ROANOKE TIMES 
                      Copyright (c) 1996, Roanoke Times

DATE: Sunday, August 11, 1996                TAG: 9608130028
SECTION: EDITORIAL                PAGE: 2    EDITION: METRO 


POLL DEATH OR LONG-TERM LOCK-UP?

MOST Virginians - 87 percent, according to a statewide poll conducted this spring by Virginia Tech's Center for Survey Research - support the death penalty for convicted murderers. But offer life imprisonment without parole for 25 years as a hypothetical option, and a majority - 57 percent - agree at least somewhat with the idea of eliminating executions.

The juxtaposition itself isn't so odd. To abhor murderous violence and not be uneasy about capital punishment would be odder. Find another way to ensure that murderers are punished severely and won't threaten society again, and a fall-off of death-penalty support isn't surprising.

What's odd is that something akin to the hypothetical alternative already exists in Virginia, a result of Gov.
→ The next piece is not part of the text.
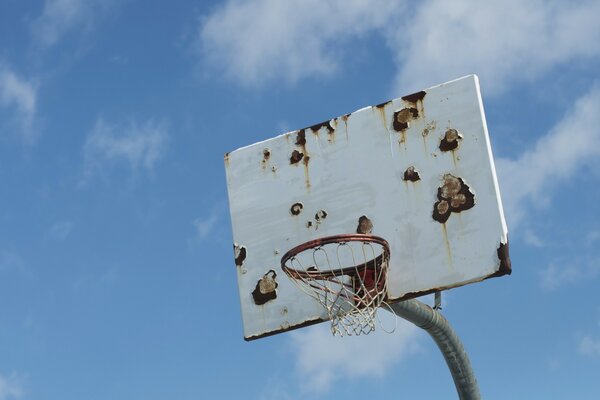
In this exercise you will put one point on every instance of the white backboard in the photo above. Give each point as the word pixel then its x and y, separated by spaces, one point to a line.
pixel 420 168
George Allen's no-parole, truth-in-sentencing legislation that went into effect at the beginning of 1995. With one relatively minor qualification (up to 15 percent can be taken off a sentence for good behavior in prison), the time to which a criminal is now sentenced is the time he must pull.

To be considered capital murder in Virginia, a murder must meet certain conditions outlined in the law. It must be committed in the course of armed robbery or rape, for example, or be of a law-enforcement officer. Premeditated murder that does not meet those conditions is considered murder in the first degree.

In capital cases, sentencing juries or judges have only two options: death or life imprisonment. First-degree murder carries a penalty of 20 years to life imprisonment. Thus, the very least someone convicted of a premeditated murder must serve now in Virginia is 17 years (85 percent of 20 years) without parole. And that's possible only if a court hands out the barest minimum sentence.

This doesn't seem terribly far from the poll's hypothetical 25 years without parole. But it's a relatively new situation, which may help to explain the ambivalent poll findings. For years, actual time served tended to be only a small fraction of the nominal sentence. Many people may remember this more vividly than Allen's sentencing-reform legislation.

Additionally, any significant decline in public support for the death penalty probably will require enough time for people to become convinced that the no-parole policy is here to stay.

If the death penalty ever is abolished, the poll findings seem to suggest, it will be because the public has gained greater confidence in government's ability to guarantee that murderers won't soon be let loose from prison.